Todos os dias, as crianças que moram na zona costeira de Paraty precisam pegar um barquinho para chegar à escola municipal João Apolônio dos Santos Pádua, na praia do Baré. Quem as leva é Seu Joaci, marinheiro caiçara que frequentou a mesma comunidade escolar, primeira instituição de ensino na região costeira do estado do Rio de Janeiro. A história real é contada no livro “Seu Joaci e o Tempo” (Peirópolis), escrito pela professora Miriam Esposito, convidada da roda de conversa “sabereS de nossoS territórioS”, que marcou também o lançamento da obra.

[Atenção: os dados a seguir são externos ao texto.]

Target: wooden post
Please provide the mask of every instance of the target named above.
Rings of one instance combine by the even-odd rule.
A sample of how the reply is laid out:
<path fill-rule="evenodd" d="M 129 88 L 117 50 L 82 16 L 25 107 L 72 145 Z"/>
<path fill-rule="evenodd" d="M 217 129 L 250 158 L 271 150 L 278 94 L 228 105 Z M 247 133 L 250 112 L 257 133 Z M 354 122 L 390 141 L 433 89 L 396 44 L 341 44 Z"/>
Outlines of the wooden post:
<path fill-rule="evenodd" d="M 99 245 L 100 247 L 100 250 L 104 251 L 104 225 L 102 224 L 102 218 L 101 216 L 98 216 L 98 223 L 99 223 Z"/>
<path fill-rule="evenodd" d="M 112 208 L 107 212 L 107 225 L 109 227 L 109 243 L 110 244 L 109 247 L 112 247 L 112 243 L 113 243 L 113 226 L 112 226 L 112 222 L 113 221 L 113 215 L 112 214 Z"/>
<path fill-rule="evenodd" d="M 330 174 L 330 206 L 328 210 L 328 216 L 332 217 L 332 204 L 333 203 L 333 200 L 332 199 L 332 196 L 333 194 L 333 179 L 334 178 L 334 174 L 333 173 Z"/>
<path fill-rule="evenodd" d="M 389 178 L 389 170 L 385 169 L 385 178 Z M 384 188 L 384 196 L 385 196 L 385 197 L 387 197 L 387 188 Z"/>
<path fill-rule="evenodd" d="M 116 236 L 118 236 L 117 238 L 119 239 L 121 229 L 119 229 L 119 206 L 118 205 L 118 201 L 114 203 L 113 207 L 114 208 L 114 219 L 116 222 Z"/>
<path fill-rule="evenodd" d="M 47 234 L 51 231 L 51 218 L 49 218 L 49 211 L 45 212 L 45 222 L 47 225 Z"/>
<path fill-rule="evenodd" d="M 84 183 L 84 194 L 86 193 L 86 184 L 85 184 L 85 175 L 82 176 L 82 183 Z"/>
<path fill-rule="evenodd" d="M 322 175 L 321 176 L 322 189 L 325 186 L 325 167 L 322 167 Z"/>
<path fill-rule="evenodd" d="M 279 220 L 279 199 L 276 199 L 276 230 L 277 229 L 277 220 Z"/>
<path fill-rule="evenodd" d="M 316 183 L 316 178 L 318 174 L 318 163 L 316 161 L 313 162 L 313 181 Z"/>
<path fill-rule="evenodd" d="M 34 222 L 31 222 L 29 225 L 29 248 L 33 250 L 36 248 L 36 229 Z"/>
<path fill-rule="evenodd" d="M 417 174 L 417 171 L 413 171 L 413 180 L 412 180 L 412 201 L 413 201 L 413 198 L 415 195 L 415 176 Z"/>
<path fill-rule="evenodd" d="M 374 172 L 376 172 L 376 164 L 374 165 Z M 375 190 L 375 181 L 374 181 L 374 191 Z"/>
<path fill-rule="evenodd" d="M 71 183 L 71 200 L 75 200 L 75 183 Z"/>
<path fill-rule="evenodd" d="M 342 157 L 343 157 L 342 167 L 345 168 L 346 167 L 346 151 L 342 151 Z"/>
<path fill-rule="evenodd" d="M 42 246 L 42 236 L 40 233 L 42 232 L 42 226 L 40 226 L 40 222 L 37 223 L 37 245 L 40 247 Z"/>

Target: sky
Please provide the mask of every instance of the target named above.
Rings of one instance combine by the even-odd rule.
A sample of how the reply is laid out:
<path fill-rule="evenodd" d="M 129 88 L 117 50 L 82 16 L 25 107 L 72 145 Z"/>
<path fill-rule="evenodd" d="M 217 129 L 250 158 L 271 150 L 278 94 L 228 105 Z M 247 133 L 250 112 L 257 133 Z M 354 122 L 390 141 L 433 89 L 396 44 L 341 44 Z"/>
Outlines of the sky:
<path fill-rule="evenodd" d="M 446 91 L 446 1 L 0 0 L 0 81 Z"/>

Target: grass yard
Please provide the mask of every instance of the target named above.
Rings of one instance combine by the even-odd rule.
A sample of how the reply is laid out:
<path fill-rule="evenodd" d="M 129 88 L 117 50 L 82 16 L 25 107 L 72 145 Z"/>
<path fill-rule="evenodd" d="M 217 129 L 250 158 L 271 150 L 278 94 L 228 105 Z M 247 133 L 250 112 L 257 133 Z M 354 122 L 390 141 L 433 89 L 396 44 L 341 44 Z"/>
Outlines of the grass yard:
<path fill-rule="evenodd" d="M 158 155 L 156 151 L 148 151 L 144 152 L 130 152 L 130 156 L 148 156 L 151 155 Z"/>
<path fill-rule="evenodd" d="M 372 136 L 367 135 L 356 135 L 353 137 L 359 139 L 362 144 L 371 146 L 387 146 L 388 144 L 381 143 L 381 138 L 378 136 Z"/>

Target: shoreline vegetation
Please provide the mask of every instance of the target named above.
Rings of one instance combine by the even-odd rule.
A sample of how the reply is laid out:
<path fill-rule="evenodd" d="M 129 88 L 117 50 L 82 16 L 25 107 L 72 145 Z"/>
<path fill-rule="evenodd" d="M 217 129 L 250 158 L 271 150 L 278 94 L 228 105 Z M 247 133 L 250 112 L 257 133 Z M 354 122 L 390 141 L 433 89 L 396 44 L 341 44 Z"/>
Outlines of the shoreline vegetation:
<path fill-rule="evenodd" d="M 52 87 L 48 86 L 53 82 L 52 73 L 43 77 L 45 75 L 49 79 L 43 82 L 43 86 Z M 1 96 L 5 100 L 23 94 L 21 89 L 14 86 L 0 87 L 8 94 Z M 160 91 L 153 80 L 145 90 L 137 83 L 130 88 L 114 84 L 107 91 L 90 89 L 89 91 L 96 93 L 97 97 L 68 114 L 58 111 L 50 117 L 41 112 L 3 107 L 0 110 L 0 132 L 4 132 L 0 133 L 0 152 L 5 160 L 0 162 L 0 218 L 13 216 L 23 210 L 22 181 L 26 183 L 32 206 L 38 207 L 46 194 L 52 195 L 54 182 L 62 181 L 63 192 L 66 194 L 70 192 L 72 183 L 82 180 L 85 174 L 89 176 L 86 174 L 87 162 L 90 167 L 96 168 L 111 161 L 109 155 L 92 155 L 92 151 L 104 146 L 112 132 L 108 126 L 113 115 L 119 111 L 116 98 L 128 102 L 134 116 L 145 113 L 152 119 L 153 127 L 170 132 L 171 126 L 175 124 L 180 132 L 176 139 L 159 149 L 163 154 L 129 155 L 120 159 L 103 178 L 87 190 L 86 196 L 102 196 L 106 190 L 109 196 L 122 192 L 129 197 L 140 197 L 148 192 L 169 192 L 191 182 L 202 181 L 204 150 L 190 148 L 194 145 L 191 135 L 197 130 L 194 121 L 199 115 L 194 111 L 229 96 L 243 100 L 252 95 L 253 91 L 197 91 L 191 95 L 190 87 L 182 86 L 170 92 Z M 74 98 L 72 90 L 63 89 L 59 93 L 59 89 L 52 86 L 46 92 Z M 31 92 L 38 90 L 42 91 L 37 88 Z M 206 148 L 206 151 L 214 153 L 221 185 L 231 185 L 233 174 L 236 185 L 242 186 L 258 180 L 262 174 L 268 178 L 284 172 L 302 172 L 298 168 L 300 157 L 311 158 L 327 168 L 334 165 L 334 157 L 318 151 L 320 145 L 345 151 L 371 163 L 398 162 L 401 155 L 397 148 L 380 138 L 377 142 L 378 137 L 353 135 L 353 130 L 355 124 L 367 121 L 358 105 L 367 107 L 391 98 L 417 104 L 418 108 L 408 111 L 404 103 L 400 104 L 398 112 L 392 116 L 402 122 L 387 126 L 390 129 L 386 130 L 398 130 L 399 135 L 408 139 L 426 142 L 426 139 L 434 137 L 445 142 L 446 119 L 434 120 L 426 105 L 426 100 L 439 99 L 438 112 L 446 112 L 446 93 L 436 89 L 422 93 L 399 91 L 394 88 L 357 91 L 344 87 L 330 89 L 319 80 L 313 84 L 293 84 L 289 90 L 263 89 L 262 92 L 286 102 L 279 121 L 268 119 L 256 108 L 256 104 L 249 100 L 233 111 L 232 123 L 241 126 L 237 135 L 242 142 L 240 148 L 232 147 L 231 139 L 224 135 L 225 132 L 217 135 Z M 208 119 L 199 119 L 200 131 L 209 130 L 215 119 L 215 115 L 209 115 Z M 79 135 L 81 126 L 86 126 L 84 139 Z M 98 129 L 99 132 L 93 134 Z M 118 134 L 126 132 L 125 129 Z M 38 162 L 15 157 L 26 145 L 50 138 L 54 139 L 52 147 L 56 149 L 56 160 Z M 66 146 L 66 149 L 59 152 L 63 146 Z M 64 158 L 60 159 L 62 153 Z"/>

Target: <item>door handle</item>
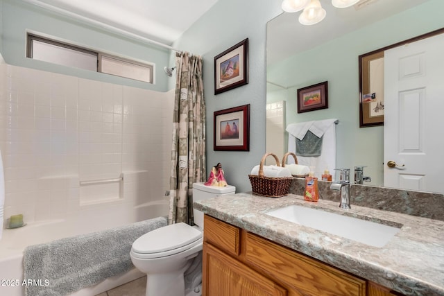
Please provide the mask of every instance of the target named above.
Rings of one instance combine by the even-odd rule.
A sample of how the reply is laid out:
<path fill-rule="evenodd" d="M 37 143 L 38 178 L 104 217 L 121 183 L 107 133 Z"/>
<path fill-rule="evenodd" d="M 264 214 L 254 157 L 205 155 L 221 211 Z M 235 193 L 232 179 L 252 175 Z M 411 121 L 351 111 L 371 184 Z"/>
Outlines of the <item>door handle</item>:
<path fill-rule="evenodd" d="M 387 162 L 387 166 L 388 166 L 389 168 L 394 168 L 395 166 L 402 167 L 402 166 L 405 166 L 405 164 L 400 166 L 399 164 L 398 164 L 396 162 L 393 162 L 393 160 L 389 160 L 388 162 Z"/>

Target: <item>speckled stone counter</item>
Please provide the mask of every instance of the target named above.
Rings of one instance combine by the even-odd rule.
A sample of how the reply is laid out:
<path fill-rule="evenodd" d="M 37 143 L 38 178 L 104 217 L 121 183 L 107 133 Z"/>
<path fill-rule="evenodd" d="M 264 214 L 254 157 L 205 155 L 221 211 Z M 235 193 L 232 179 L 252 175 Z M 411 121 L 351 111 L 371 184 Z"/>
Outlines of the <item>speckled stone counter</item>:
<path fill-rule="evenodd" d="M 291 204 L 322 209 L 384 224 L 402 225 L 383 247 L 323 232 L 264 213 Z M 307 202 L 300 195 L 272 198 L 237 193 L 195 202 L 228 223 L 408 295 L 444 295 L 444 222 L 337 202 Z"/>

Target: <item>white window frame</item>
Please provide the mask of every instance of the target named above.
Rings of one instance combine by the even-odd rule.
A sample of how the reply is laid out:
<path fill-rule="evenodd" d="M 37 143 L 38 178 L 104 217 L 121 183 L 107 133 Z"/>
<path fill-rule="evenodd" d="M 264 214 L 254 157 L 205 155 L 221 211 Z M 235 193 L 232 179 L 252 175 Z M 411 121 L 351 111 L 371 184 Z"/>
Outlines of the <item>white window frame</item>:
<path fill-rule="evenodd" d="M 33 47 L 33 43 L 34 40 L 40 42 L 46 43 L 56 47 L 60 47 L 62 49 L 69 49 L 71 51 L 76 51 L 81 53 L 95 55 L 96 58 L 95 67 L 96 72 L 123 77 L 126 78 L 139 81 L 143 81 L 150 84 L 154 84 L 154 64 L 142 62 L 128 58 L 119 57 L 117 55 L 105 53 L 99 51 L 94 51 L 92 49 L 86 49 L 85 47 L 78 46 L 74 44 L 66 43 L 65 42 L 58 41 L 46 37 L 39 36 L 38 35 L 31 33 L 28 33 L 27 37 L 26 58 L 33 58 L 33 55 L 34 49 Z M 119 67 L 115 67 L 114 69 L 104 69 L 104 71 L 102 71 L 102 61 L 103 59 L 111 60 L 114 64 L 120 63 L 121 65 L 121 67 L 120 67 L 121 71 L 119 71 Z M 63 64 L 60 63 L 58 64 Z M 133 67 L 135 70 L 134 72 L 131 71 L 131 67 Z M 78 67 L 78 68 L 86 69 L 82 68 L 82 67 Z"/>

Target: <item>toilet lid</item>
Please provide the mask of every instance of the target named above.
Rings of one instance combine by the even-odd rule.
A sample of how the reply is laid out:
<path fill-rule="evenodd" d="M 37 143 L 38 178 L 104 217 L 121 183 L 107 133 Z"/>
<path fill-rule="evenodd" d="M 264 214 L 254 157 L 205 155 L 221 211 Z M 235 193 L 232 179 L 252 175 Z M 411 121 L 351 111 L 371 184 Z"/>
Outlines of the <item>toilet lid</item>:
<path fill-rule="evenodd" d="M 202 232 L 180 223 L 157 228 L 144 234 L 133 243 L 133 251 L 139 254 L 154 254 L 178 249 L 202 238 Z"/>

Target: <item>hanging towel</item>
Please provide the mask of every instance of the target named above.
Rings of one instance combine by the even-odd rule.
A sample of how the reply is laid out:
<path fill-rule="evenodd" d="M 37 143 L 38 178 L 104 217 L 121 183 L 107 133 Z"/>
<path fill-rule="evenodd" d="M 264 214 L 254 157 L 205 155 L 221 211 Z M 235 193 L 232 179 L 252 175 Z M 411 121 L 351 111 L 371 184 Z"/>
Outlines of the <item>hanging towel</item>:
<path fill-rule="evenodd" d="M 321 156 L 323 136 L 318 137 L 311 130 L 308 130 L 302 140 L 296 138 L 296 155 Z"/>
<path fill-rule="evenodd" d="M 314 167 L 316 175 L 321 176 L 326 168 L 330 170 L 335 168 L 336 124 L 339 122 L 337 119 L 330 119 L 289 124 L 286 128 L 289 132 L 288 151 L 298 156 L 299 164 Z M 303 139 L 309 130 L 318 137 L 323 138 L 321 153 L 318 157 L 301 156 L 296 151 L 296 139 Z M 294 161 L 289 159 L 288 162 L 294 163 Z"/>

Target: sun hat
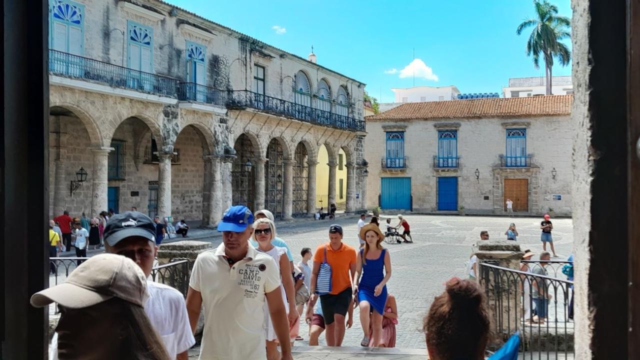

O trabalho escolar realizado pela professora Miriam e estudantes ganhou o Prêmio Territórios, realizado pelo Instituto Tomie Ohtake.
Acompanhada no palco do Auditório da Santa Rita pelo professor André Gravatá e a mediadora Ana Paula Cerpa, participante do Percurso Formativo Sementes 2023, Miriam celebrou o sucesso da publicação de seu projeto em livro: “A premiação foi aberta para educadores que trabalharam com comunitários e, apesar da pandemia de Covid-19, ajudaram a fluir a vida. Eu represento o professorado brasileiro da escola pública que é resiliente, pois com todas as ondas altas e muito vento sudoeste, chegamos até aqui”.
As bases que debatem o saber milenar, notório, popular, ancestral, como por exemplo a rosa dos ventos, compõem as intencionalidades pedagógicas do trabalho de Miriam na sala de aula. “O caiçara conhece além da tecnologia científica. O caiçara tem conhecimento cognitivo. Tudo na escola que defenda a educação do campo tem referências mais do que pedagógicas, em especial relacionadas ao território”, diz ela. A ciência não pode medir os encantos do sabiá, diz os versos do poeta Manoel de Barros. “Pois Seu Joaci é um sabiá”, conclui chamando Joaci Reis para subir ao palco.
Sensibilidade literária
Com o microfone nas mãos, Seu Joaci ensina: “Como a gente lê o céu? A pessoa que navega tem só a si mesma e ao tempo. Tudo vem do céu. Temos que prestar atenção no que vem do céu, do mar. No céu vamos ver coisas que são muito importantes, nossos pais e avós nasceram e cresceram aqui, o pescador tem essa convivência com o tempo. Tem que ver as nuvens, as correntes das marés, prestar atenção nos pássaros, na natureza”.
No jogo de ler o mundo, os versos também são território. Atento à fala de Seu Joaci, o professor André compartilha lembranças da própria infância: “Para mim as pessoas eram os livros, as ruas eram os livros, as vozes eram os livros, o céu era os livros”. Nesse universo, a poesia é uma chance de desvio e encontro. “Eu celebro muito a escola pública que percebe o território e abre caminhos. E sinto que tem um movimento que o Educativo Flip está afirmando há muito tempo: viver aexperiência de maneira plural e íntima”, completa ele.
Quando falamos de escrita e leitura, estamos falando de palavras. “O que você sente quando ouve a palavra poesia? Desde muito pequeno fui escrevendo a partir da voz e das histórias que iam se escrevendo dentro de mim”, conta antes de pedir ao público que o acompanhe a plenos pulmões espalhando estrofes e rimas pelo ar.